Alternative to relativity

Autodynamics was a physics theory proposed by Ricardo Carezani (1921–2016) in the early 1940s as a replacement for Einstein's theories of special relativity and general relativity. Autodynamics never gained status as a viable alternative model within the physics community, and today is wholly rejected by mainstream science.

== Main tenets of autodynamics ==

The primary claim of autodynamics is that the equations of the Lorentz transformation are incorrectly formulated to describe relativistic effects, which would invalidate special relativity, general relativity, and Maxwell's equations. The effect of the revised equations proposed in autodynamics is to cause particle mass to decrease with particle velocity, being exchanged with kinetic energy (with mass being zero and kinetic energy being equal to the rest mass at c). This exchange between mass and energy is the proposed mechanism underlying most of the derived conclusions of autodynamics.

Ancillary predictions of autodynamics include:
- the nonexistence of the neutrino,
- the existence of additional particles that have not been observed by mainstream physicists (including the "picograviton" and the "electromuon"),
- the existence of additional decay modes for muons and interaction modes for energetic atomic nuclei.
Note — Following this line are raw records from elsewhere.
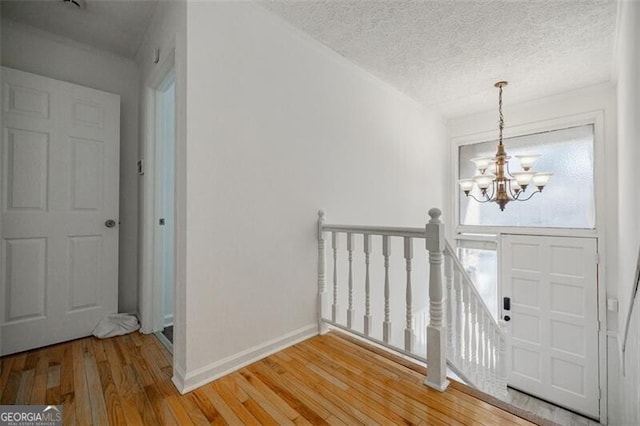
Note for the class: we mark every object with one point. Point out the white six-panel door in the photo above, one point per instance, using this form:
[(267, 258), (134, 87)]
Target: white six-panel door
[(553, 332), (59, 185)]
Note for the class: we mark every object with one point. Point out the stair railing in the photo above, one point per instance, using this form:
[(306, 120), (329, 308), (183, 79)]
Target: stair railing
[(461, 331)]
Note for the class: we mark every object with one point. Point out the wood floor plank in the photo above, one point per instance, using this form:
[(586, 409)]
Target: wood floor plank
[(10, 387), (39, 391), (94, 386), (326, 380), (240, 402), (80, 386)]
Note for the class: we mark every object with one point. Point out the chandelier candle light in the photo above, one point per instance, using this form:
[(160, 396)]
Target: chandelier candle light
[(505, 185)]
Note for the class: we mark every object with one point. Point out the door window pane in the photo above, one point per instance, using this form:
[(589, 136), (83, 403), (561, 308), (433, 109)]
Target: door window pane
[(568, 201), (481, 264)]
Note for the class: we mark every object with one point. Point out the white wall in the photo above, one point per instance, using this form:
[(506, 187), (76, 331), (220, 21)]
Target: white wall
[(628, 231), (557, 109), (277, 127), (31, 50)]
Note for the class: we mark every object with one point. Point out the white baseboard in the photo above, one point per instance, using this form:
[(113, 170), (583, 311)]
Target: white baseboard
[(186, 382), (168, 320)]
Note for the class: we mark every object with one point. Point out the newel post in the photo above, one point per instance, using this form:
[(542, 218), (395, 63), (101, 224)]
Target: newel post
[(436, 331), (323, 296)]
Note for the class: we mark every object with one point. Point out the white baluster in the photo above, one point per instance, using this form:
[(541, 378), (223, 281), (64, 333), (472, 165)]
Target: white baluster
[(386, 326), (481, 345), (494, 359), (502, 360), (467, 326), (322, 285), (485, 346), (448, 273), (474, 335), (409, 339), (457, 282), (350, 312), (367, 286), (334, 246), (436, 333)]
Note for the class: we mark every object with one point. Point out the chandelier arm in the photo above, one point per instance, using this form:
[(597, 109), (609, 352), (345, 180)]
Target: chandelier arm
[(515, 195), (528, 198), (486, 200)]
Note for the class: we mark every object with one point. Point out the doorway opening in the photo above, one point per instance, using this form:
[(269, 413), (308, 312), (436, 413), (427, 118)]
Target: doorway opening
[(536, 266), (164, 215)]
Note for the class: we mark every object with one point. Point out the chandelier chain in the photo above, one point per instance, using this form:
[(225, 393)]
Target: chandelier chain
[(501, 116)]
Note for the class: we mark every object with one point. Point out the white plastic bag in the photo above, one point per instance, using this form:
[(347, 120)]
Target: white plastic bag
[(116, 325)]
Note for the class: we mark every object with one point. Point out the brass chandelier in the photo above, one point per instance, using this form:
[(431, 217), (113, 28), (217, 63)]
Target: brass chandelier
[(504, 186)]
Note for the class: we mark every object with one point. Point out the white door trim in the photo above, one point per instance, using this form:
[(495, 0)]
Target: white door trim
[(601, 303)]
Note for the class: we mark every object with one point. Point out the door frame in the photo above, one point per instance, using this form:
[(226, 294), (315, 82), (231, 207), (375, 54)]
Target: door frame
[(151, 295), (562, 119), (601, 302), (162, 141)]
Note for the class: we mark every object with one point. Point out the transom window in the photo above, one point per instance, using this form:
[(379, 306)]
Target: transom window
[(568, 201)]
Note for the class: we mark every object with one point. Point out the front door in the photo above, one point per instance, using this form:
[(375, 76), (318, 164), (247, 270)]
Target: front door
[(59, 196), (553, 327)]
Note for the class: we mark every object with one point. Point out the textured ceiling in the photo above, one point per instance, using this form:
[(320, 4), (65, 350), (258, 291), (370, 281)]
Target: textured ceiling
[(112, 25), (448, 54)]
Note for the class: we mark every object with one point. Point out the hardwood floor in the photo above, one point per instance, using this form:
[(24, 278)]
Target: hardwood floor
[(324, 380)]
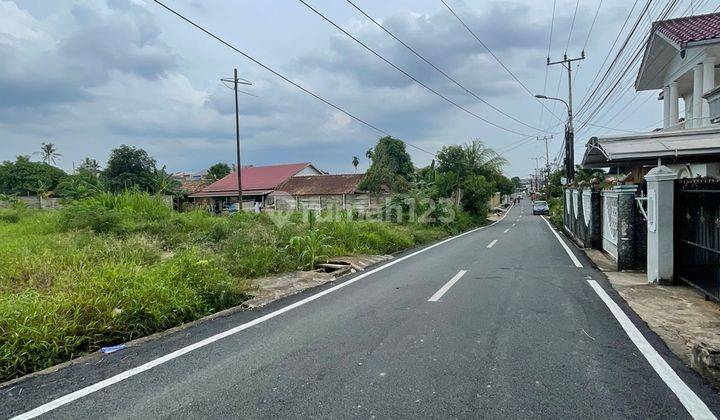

== Status of autodynamics ==
Autodynamics is rejected by the mainstream scientific community. A 1999 article in the magazine Wired quotes H. Pierre Noyes, a professor at the Stanford Linear Accelerator Center, as stating, "autodynamics was disproved. Special relativity is correct" and noting that "mainstream physicists have considered autodynamics a crackpot theory for decades". Noyes was a researcher in an experiment attempting to compare the predictions of SR and AD, and concluded that the values calculated by SR were significantly closer to what was observed. Carezani later argued that the experiment was not relevant for comparing the two theories by pointing out that AD applies specifically to decay cases, yet the electrons in the Noyes experiment received energy from the external medium (klystron EM field). According to Lee Smolin, there has been "no serious attempt [by the autodynamics supporters] to make an argument or to discuss experimental data that refute their basic claims".